It was the fourth major Telstra service outage in as many months, and came just a day after Telstra chief executive Andy Penn told a business gathering the company had worked hard on customer service.
But for customers who lose business, free data is no compensation.
“We have enough data, so free data for a day means absolutely nothing,” said Howlong’s Jodie Homer.
"It means absolutely nothing, we never run out of data, but we need to be able to run the business though.
“They are missing the point by offering free data.
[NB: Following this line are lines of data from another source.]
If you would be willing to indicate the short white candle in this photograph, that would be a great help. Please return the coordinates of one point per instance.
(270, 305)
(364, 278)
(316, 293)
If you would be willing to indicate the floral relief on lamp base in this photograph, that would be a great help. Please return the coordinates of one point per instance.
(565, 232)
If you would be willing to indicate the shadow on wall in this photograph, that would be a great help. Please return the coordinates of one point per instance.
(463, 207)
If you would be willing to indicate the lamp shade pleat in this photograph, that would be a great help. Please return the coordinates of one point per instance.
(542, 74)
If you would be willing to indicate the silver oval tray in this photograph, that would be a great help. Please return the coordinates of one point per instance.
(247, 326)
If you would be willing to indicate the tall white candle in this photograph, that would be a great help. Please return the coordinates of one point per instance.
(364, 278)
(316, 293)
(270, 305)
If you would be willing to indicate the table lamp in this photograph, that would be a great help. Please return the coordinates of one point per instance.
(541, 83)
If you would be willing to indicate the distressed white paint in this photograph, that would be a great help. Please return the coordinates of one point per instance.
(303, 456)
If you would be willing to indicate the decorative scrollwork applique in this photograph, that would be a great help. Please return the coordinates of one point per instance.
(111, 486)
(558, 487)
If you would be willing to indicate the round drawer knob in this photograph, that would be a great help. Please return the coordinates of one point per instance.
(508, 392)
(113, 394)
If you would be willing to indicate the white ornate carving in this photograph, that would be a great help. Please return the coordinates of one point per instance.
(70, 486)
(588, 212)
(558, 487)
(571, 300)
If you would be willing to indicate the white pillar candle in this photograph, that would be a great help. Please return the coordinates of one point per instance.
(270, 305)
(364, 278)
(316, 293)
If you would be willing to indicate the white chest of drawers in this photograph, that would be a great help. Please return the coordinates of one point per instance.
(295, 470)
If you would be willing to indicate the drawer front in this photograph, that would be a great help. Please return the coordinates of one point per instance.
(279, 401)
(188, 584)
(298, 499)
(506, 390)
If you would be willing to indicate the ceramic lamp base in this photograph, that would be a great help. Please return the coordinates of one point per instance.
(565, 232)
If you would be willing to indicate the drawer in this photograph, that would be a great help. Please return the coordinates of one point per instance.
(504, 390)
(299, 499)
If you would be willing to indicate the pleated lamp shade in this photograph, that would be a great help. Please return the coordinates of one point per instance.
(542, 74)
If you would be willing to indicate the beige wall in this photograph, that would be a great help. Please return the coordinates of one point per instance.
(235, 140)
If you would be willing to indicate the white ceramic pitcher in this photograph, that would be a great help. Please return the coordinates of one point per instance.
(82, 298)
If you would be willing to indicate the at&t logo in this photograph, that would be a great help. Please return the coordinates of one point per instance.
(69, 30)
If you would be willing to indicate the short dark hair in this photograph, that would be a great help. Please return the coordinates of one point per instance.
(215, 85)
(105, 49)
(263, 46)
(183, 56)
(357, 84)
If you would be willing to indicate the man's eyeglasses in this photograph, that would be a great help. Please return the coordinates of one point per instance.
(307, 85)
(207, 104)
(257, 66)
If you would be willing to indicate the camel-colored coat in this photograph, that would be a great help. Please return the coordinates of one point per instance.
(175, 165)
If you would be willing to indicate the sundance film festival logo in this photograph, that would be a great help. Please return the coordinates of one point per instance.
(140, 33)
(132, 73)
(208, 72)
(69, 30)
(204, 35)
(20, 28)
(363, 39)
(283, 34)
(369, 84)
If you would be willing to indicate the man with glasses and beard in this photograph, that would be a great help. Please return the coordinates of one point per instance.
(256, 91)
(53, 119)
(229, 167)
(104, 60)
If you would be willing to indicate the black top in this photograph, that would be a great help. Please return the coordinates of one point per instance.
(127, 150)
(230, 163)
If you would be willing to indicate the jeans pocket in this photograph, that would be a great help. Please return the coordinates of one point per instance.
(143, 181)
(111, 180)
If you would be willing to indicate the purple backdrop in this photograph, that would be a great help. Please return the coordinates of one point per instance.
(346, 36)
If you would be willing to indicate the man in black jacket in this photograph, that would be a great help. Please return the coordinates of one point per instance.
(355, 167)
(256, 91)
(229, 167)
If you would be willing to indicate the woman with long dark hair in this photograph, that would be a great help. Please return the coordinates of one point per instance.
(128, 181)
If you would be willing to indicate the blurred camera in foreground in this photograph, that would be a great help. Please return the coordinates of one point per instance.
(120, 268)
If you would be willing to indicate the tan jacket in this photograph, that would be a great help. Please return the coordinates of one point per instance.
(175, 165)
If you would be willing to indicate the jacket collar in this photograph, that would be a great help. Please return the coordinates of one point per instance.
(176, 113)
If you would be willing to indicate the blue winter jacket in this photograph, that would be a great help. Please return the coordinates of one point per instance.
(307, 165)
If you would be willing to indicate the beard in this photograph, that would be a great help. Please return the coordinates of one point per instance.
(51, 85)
They're are not getting the fact that businesses need a connected service to operate, so data is nothing."
Ms Homer runs online consulting business FiPPeT which helps small business operators and tradesmen set up digital platforms.
She has clients all over Australia and had to reschedule a consultation.
"I'm lucky my client was OK with it on Friday,” she said.
"It's not a good look when you have to ring clients and say to them, 'look I can't do this meeting today, we'll have to do it Monday' because the product I'm selling and using is an on-line system and it's not a good look if you can't use it."
Ms Homer, who said she rarely experienced service problems before switching from ADSL to the NBN, said a more genuine form of compensation would be to waive bills.
Friday’s outage affected access to NBN, ADSL and landline phone services.
Telstra’s service status said there was scheduled maintenance of its public switched telephone network scheduled for between May 20 and May 25, which would affect some home phone voice and data services.
Customers from Beechworth, Jindera, Barnawartha, Wodonga, Wangaratta and Albury joined thousands across Australia who took aim at Telstra on social media at the weekend.
“We have made significant progress overnight with restoration efforts and appreciate residual issues are taking longer than expected to resolve,” Telstra said on its Crowdsupport forum at 11:47am on Sunday.
While service returned to normal for most on the Border by Saturday, many subscribers were still offline on Sunday.
Mr Penn told Fairfax Media a review of "every aspect of the network" had been carried out which confirmed its "incredible strength and resilience".
He said Telstra would spend $25 million upgrading network monitoring tools and $25 million to speed up network recovery time.